You could see Adam Page nodding himself into the music, hopping back and forth as he wrangled the notes then exhaled and popped them up into the air for audience members to interpret - the music so dizzying and then falling from above-head in a slow-motion neon-confetti sort of vibe.
And then Band of Thousands' debut Wellington performance was over. The instruments were discarded and you were sure the musicians had left something of/from themselves on the stage.
I could only compare it to when I first saw Cairo Knife Fight work its magic. And not (just) because of the numbers, not (only) for the fact that there were two musicians on stage making the sound of a trio or quartet or quintet; rather it is because in witnessing (and being part of) Band of Thousands, I heard and saw risks being taken, and two musicians so sure that what they were doing was worth it, so committed to the cause; such conviction. You do not see this every time you see music live - and this was a case of feeling as though you were seeing it as much as hearing it.
But I saw it with Band of Thousands - and I've seen it with Cairo Knife Fight. So it did take me back to that; particularly that first time seeing them.
We're lucky to have Adam Page living in New Zealand, feeding off the creative energy in Wellington and giving so much back to it. We're lucky, of course, to have Riki Gooch here. An explosive drummer, so attacking, so unbelievably on - and there is so much subtlety in his playing too. And just so much colour.

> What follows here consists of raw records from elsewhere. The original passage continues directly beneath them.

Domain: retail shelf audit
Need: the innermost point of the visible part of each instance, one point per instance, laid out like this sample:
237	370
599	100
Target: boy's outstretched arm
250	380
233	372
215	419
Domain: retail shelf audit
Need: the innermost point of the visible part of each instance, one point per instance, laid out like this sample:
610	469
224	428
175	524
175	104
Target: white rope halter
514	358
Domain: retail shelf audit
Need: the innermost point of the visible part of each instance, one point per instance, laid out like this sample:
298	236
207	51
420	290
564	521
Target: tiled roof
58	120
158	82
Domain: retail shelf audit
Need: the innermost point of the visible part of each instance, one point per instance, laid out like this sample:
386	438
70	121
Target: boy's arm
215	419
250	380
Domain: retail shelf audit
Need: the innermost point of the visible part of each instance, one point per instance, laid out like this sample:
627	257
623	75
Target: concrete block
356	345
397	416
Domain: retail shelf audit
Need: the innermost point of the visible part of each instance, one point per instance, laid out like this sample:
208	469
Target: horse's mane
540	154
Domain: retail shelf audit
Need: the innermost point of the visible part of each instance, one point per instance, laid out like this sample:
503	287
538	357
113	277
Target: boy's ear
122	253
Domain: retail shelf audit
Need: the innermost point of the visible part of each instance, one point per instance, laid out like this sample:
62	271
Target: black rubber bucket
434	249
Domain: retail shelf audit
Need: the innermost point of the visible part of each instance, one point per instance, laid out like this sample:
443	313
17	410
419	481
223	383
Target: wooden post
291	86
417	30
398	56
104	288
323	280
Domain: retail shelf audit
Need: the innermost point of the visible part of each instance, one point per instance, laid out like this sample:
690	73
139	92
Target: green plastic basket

And I was lucky to be part of Band Of Thousands.
I'm glad I stepped out of the house on Friday night. It was freezing cold. And when it came time to head home, to leave the magic of the music at the venue, it was raining. I felt close to frozen when I made it in the door. Everyone else in the house asleep. I was tired, so cold and somewhat drained. There would be a new working week ahead and a baby that needs me so much would be waking up in just a few hours to dictate the shape of my weekend.
In those few moments before finally getting the sleep I've craved all week I realised I'd carried the music from that evening home with me. And there was a warmth inside.